Sustainability experts around the world agree that long-term value is generated through sustainability practices.

If someone came up to you and shouted, “I support Trump’s decision to back out of the Paris Climate agreement,” you might look at them like they had two heads after seeing the data presented by Bank of America Corporation.

According to their data, ESG investing has grown by more than 97 percent globally in the past 20 years. In a dollar value, the number has gone from tens of billions to hundreds of trillions, and the number of investment funds has increased from 10s to 1000s.

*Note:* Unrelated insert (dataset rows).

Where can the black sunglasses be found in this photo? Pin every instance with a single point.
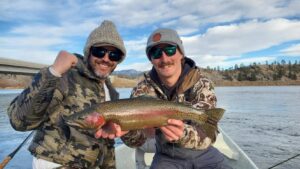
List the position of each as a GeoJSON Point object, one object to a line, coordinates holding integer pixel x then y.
{"type": "Point", "coordinates": [156, 52]}
{"type": "Point", "coordinates": [113, 55]}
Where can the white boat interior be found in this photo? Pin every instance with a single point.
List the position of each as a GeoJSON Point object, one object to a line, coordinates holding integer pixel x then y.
{"type": "Point", "coordinates": [141, 158]}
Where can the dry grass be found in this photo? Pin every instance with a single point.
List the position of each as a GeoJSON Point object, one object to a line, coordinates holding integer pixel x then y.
{"type": "Point", "coordinates": [119, 82]}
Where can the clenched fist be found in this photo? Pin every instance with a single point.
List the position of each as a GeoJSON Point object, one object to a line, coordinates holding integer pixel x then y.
{"type": "Point", "coordinates": [64, 61]}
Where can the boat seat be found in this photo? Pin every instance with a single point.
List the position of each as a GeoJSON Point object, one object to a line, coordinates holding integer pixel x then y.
{"type": "Point", "coordinates": [223, 147]}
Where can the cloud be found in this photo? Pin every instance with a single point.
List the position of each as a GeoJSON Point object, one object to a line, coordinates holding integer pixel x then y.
{"type": "Point", "coordinates": [236, 39]}
{"type": "Point", "coordinates": [143, 66]}
{"type": "Point", "coordinates": [293, 50]}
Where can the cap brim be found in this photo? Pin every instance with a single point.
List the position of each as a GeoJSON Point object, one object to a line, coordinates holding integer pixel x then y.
{"type": "Point", "coordinates": [158, 43]}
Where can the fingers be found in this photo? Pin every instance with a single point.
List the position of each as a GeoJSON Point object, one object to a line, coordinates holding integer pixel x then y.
{"type": "Point", "coordinates": [174, 130]}
{"type": "Point", "coordinates": [64, 61]}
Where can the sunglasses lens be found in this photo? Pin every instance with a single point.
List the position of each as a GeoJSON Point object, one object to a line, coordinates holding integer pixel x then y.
{"type": "Point", "coordinates": [170, 50]}
{"type": "Point", "coordinates": [98, 52]}
{"type": "Point", "coordinates": [115, 56]}
{"type": "Point", "coordinates": [155, 53]}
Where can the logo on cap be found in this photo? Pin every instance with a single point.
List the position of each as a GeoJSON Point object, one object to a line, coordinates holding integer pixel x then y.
{"type": "Point", "coordinates": [156, 37]}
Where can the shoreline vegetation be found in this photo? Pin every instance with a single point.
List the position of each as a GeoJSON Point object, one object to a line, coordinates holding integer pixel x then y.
{"type": "Point", "coordinates": [275, 74]}
{"type": "Point", "coordinates": [21, 81]}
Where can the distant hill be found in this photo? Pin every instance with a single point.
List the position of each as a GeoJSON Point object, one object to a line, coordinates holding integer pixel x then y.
{"type": "Point", "coordinates": [274, 74]}
{"type": "Point", "coordinates": [130, 73]}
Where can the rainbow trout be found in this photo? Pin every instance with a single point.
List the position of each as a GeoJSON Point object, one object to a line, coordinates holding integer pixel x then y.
{"type": "Point", "coordinates": [140, 113]}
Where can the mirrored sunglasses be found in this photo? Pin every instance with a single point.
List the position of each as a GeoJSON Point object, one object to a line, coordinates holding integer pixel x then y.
{"type": "Point", "coordinates": [156, 52]}
{"type": "Point", "coordinates": [113, 55]}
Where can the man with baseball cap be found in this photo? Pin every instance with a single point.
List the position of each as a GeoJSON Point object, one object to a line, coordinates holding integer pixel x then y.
{"type": "Point", "coordinates": [71, 84]}
{"type": "Point", "coordinates": [175, 77]}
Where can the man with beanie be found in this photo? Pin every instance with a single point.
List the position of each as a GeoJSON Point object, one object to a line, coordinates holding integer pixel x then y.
{"type": "Point", "coordinates": [71, 84]}
{"type": "Point", "coordinates": [174, 77]}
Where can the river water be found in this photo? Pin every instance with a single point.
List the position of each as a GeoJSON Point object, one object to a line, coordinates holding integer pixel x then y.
{"type": "Point", "coordinates": [263, 121]}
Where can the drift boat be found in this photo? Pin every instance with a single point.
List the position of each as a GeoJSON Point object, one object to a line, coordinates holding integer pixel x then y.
{"type": "Point", "coordinates": [141, 158]}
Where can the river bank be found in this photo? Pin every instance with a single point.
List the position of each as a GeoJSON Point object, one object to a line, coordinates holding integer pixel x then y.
{"type": "Point", "coordinates": [263, 121]}
{"type": "Point", "coordinates": [21, 81]}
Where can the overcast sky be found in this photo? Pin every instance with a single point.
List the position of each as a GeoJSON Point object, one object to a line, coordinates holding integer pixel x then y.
{"type": "Point", "coordinates": [214, 32]}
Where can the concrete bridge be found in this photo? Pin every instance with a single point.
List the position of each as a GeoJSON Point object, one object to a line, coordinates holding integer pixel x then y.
{"type": "Point", "coordinates": [9, 66]}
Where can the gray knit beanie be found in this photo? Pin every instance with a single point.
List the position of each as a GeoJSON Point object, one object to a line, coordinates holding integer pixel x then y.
{"type": "Point", "coordinates": [164, 35]}
{"type": "Point", "coordinates": [105, 34]}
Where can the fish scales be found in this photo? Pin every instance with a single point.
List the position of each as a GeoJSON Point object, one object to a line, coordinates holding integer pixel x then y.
{"type": "Point", "coordinates": [139, 113]}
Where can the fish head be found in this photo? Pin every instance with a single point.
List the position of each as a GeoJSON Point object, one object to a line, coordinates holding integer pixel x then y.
{"type": "Point", "coordinates": [90, 121]}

Regardless if a country’s embedded values are socialist or free-market economy, saving money and capitalizing on investment returns should always be top priority, and ESG investing does just that.

When we talk about ESG, we are primarily referring to identifying and reducing risks relating to environment, social issues and corporate governance. But what exactly is ESG investing?

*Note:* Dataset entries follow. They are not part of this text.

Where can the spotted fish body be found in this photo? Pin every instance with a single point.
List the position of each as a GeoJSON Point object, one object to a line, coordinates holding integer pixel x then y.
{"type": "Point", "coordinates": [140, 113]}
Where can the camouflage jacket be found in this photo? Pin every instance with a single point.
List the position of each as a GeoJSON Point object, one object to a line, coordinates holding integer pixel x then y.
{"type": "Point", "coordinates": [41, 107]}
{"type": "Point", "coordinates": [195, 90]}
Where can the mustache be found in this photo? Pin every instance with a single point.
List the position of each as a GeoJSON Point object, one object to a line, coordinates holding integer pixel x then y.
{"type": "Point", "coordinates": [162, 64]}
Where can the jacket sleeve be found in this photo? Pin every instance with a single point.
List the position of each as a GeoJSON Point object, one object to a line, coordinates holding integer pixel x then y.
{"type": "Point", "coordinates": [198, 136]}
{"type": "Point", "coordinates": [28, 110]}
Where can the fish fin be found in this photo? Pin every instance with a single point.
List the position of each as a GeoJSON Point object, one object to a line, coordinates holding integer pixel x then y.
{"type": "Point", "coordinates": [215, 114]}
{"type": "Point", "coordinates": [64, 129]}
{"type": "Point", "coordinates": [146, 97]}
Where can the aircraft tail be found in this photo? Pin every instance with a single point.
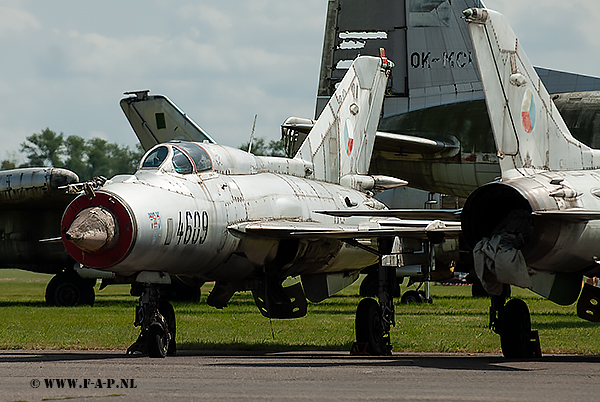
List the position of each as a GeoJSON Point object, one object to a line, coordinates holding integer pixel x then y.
{"type": "Point", "coordinates": [530, 134]}
{"type": "Point", "coordinates": [155, 119]}
{"type": "Point", "coordinates": [341, 142]}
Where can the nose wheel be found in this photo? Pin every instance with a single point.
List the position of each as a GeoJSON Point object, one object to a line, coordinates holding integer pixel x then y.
{"type": "Point", "coordinates": [156, 318]}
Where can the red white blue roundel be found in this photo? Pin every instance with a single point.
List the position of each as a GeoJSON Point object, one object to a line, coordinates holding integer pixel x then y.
{"type": "Point", "coordinates": [528, 111]}
{"type": "Point", "coordinates": [348, 133]}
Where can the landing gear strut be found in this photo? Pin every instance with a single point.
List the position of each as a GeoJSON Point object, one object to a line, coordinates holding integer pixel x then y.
{"type": "Point", "coordinates": [156, 318]}
{"type": "Point", "coordinates": [68, 289]}
{"type": "Point", "coordinates": [374, 320]}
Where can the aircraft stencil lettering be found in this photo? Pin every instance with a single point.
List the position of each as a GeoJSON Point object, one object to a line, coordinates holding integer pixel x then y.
{"type": "Point", "coordinates": [448, 60]}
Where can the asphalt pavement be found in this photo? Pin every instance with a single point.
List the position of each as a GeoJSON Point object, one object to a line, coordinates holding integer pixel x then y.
{"type": "Point", "coordinates": [294, 376]}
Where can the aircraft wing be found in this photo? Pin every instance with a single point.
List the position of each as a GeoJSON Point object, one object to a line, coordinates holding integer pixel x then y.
{"type": "Point", "coordinates": [156, 119]}
{"type": "Point", "coordinates": [574, 214]}
{"type": "Point", "coordinates": [368, 229]}
{"type": "Point", "coordinates": [423, 214]}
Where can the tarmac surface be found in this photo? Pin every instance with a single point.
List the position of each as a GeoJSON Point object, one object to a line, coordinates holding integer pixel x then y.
{"type": "Point", "coordinates": [323, 376]}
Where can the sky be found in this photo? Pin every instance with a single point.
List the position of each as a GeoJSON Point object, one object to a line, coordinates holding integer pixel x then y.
{"type": "Point", "coordinates": [65, 64]}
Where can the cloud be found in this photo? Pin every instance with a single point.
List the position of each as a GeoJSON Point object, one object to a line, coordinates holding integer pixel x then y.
{"type": "Point", "coordinates": [16, 21]}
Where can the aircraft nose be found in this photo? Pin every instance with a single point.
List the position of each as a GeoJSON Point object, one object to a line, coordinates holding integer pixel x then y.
{"type": "Point", "coordinates": [92, 229]}
{"type": "Point", "coordinates": [100, 231]}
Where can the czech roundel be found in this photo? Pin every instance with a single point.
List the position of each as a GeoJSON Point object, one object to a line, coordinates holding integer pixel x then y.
{"type": "Point", "coordinates": [348, 133]}
{"type": "Point", "coordinates": [528, 111]}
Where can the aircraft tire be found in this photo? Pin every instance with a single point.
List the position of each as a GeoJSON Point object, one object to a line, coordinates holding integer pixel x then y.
{"type": "Point", "coordinates": [68, 289]}
{"type": "Point", "coordinates": [167, 311]}
{"type": "Point", "coordinates": [156, 342]}
{"type": "Point", "coordinates": [412, 296]}
{"type": "Point", "coordinates": [369, 327]}
{"type": "Point", "coordinates": [515, 329]}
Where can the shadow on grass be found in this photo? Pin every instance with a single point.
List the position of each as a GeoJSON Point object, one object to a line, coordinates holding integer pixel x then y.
{"type": "Point", "coordinates": [98, 303]}
{"type": "Point", "coordinates": [566, 324]}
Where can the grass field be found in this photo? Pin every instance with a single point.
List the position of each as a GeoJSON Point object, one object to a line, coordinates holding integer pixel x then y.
{"type": "Point", "coordinates": [454, 322]}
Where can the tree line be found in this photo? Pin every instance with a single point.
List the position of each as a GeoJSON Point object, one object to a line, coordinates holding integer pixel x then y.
{"type": "Point", "coordinates": [96, 156]}
{"type": "Point", "coordinates": [87, 158]}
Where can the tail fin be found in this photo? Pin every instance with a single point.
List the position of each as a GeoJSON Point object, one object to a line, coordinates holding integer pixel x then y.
{"type": "Point", "coordinates": [341, 141]}
{"type": "Point", "coordinates": [155, 119]}
{"type": "Point", "coordinates": [530, 134]}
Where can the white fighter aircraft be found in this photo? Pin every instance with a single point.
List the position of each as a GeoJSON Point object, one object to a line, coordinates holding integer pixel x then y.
{"type": "Point", "coordinates": [221, 214]}
{"type": "Point", "coordinates": [538, 227]}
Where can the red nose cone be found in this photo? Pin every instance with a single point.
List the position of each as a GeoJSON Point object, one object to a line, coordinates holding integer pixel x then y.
{"type": "Point", "coordinates": [98, 233]}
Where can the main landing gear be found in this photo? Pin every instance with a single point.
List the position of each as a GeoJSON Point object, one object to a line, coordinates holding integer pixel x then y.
{"type": "Point", "coordinates": [511, 320]}
{"type": "Point", "coordinates": [374, 320]}
{"type": "Point", "coordinates": [156, 318]}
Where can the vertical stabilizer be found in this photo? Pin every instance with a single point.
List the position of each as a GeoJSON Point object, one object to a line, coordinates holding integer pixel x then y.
{"type": "Point", "coordinates": [341, 142]}
{"type": "Point", "coordinates": [529, 132]}
{"type": "Point", "coordinates": [155, 119]}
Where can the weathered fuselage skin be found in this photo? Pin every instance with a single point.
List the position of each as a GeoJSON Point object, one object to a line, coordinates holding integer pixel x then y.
{"type": "Point", "coordinates": [567, 245]}
{"type": "Point", "coordinates": [31, 208]}
{"type": "Point", "coordinates": [183, 223]}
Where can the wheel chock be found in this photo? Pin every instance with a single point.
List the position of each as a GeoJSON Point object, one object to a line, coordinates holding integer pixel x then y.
{"type": "Point", "coordinates": [536, 348]}
{"type": "Point", "coordinates": [360, 349]}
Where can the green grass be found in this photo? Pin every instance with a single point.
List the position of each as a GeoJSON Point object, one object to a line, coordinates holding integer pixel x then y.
{"type": "Point", "coordinates": [454, 322]}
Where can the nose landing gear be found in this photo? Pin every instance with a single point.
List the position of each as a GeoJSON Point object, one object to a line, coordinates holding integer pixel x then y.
{"type": "Point", "coordinates": [156, 318]}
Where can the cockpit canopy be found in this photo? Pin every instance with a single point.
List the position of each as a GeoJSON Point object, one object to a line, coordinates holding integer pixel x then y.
{"type": "Point", "coordinates": [181, 157]}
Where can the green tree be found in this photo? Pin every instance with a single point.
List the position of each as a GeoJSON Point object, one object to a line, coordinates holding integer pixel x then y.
{"type": "Point", "coordinates": [76, 151]}
{"type": "Point", "coordinates": [44, 149]}
{"type": "Point", "coordinates": [87, 158]}
{"type": "Point", "coordinates": [259, 148]}
{"type": "Point", "coordinates": [7, 165]}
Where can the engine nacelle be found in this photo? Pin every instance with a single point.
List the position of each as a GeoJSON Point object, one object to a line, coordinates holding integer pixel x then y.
{"type": "Point", "coordinates": [532, 208]}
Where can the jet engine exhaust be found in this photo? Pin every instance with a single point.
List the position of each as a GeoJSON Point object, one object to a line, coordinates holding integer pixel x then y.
{"type": "Point", "coordinates": [93, 229]}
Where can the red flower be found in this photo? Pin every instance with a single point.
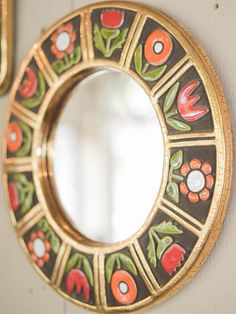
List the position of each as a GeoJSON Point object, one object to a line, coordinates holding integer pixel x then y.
{"type": "Point", "coordinates": [77, 279]}
{"type": "Point", "coordinates": [186, 102]}
{"type": "Point", "coordinates": [29, 86]}
{"type": "Point", "coordinates": [13, 196]}
{"type": "Point", "coordinates": [112, 18]}
{"type": "Point", "coordinates": [63, 41]}
{"type": "Point", "coordinates": [172, 258]}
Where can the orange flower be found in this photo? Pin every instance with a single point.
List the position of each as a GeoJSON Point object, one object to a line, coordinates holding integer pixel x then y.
{"type": "Point", "coordinates": [39, 248]}
{"type": "Point", "coordinates": [199, 180]}
{"type": "Point", "coordinates": [63, 41]}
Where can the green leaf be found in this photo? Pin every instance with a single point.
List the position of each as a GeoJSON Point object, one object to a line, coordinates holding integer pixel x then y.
{"type": "Point", "coordinates": [88, 270]}
{"type": "Point", "coordinates": [138, 57]}
{"type": "Point", "coordinates": [178, 125]}
{"type": "Point", "coordinates": [163, 244]}
{"type": "Point", "coordinates": [109, 34]}
{"type": "Point", "coordinates": [176, 160]}
{"type": "Point", "coordinates": [167, 228]}
{"type": "Point", "coordinates": [43, 225]}
{"type": "Point", "coordinates": [55, 242]}
{"type": "Point", "coordinates": [36, 101]}
{"type": "Point", "coordinates": [118, 42]}
{"type": "Point", "coordinates": [128, 263]}
{"type": "Point", "coordinates": [75, 57]}
{"type": "Point", "coordinates": [98, 40]}
{"type": "Point", "coordinates": [110, 266]}
{"type": "Point", "coordinates": [173, 191]}
{"type": "Point", "coordinates": [152, 250]}
{"type": "Point", "coordinates": [170, 97]}
{"type": "Point", "coordinates": [27, 204]}
{"type": "Point", "coordinates": [27, 143]}
{"type": "Point", "coordinates": [154, 75]}
{"type": "Point", "coordinates": [58, 66]}
{"type": "Point", "coordinates": [72, 262]}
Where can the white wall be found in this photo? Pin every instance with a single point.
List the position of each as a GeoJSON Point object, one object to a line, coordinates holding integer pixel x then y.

ESG, or sustainable, investing is relating to the long-term valuation and performance of a company,” says Anders Thorendal, who has been the national Asset Manager for the Church of Sweden since 2005. “That’s where it will make a difference, according to our experience, and if you ask, for example, Robert Eccles, Al Gore, David Blood and other sustainability experts.”

As Treasurer and CIO, Thorendal and his team are responsible for creating and executing fund strategies designed to achieve the Church’s investment objectives, and to oversee external managers on investment and engagement activities.

ESG investment funds will continue to rise, so the need for asset managers will increase as the need to demystify ESG investing increases as well.

“Sustainability is basically about identifying well managed companies that have a long term view,” continues Thorendal, “and where sustainability aspects are part of their business model even though it is not necessarily expressed as sustainability.”

For an investor, the first step of identifying these “well managed companies” is integrating ESG-factors in a financial analysis. An investor should also understand how the asset managers apply ESG factors in their own analysis.   

However, “It is not enough to focus on the risk alone,” continues Thorendal, “you also need to identify the opportunities relating to ESG.”  

Which begs the next question: why is the integration of ESG important in the valuation of a company?

“Companies that have a sustainability-based approach to their businesses are more profitable over time and deliver better returns to their shareholders,” says Thorendal. “This is the conclusion from Professor Robert Eccles at Harvard.”

The “sustainability-based approach” Thorendal refers to means a company must address and combat all risks associated with its practices. This is where companies who provide ESG integration data will stand out above the rest.

“Having identified and dealt with these risks, the company will not only have acted responsibly towards society by reducing their environmental impact, for example, but also managed risks relating to these ESG areas for the company and its business,” says Thorendal. “These risks, if not properly addressed, can otherwise negatively affect the valuation of the company.     

“When evaluating the opportunities that ESG can present, we extend the scope to identify new businesses that address different needs for society. This could be relating to, but is certainly not limited to, the developing countries of the world.”           

But how can investors evaluate and compare different asset managers’ approaches to ESG integration? Their best bet is to first identify asset managers who are committed to believing sustainable focus and ESG integration are important for the long-term performance. “Ideally this should be their main and only strategy towards investing,” says Thorendal, “It must be in their DNA!”

Thorendal continues, “For ESG investors, it is important to remember that sustainability means different things for different organizations. As an investor, your values should ideally be fine-tuned or at least reconciled with the asset managers you are reviewing.

“But maybe the most important thing is that the asset manager has the resources and knowledge to understand the macro perspective. That means understanding which businesses and companies will be winners and losers in the ever-changing times we live in.

“It also means which companies will be able to benefit from change by not being too restricted to benchmark sectors when investing, and to be able to invest with a long-term focus.”

Thorendal will be the moderator for the discussion A New Competitive Landscape: Engaging Investors Through the Power of ESG at the ESG Integration Summit at Nasdaq in Stockholm, Sweden on August 29.